Negli ultimi anni, la crisi del rublo e il periodo di recessione hanno pesato gravemente sulle sovvenzioni d’oltre confine, costringendo Mosca a chiudere i rubinetti e spingendo Tiraspol ad unirsi alle tanto criticate norme del Deep and comprehensive free trade agreement, l’area di libero scambio con l’UE già in vigore dal 2014 nel resto della Moldavia.
Nella repubblica de facto che guarda con insistenza verso Mosca e che dopo gli eventi in Crimea ha richiesto la tanto desiderata annessione alla Russia, rimane una situazione di stallo che la vede dipendente da spinte politiche esterne spesso inconciliabili.
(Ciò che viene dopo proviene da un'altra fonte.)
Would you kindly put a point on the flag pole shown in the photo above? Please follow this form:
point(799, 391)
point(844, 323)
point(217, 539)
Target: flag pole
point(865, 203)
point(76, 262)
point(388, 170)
Il desiderio di indipendenza, o di annessione alla Russia, e le complicate relazioni con i vicini di casa ucraini e moldavi, lasciano la repubblica de facto a ristagnare in una palude da cui sembra difficile fuoriuscire in tempi brevi.
Nonostante a gennaio 2017 ci sia stato uno storico incontro dopo 8 anni di silenzio tra il presidente moldavo Dodon ed il corrispettivo transnistro Krasnosel'skij, le relazioni con Chișinău rimangono congelate in una situazione di stallo, mai veramente risolta dopo il cessate il fuoco del 1992.
Emblema di questa situazione d’impasse è la questione dei passaporti transnistri: per espatriare, i cittadini sono costretti a richiedere un passaporto russo o moldavo, visto che quello nazionale è valido esclusivamente tra i confini domestici. Alcuni ne tengono addirittura due, nella speranzosa attesa di capire se i venti che spazzeranno la regione in futuro soffieranno da est o da ovest.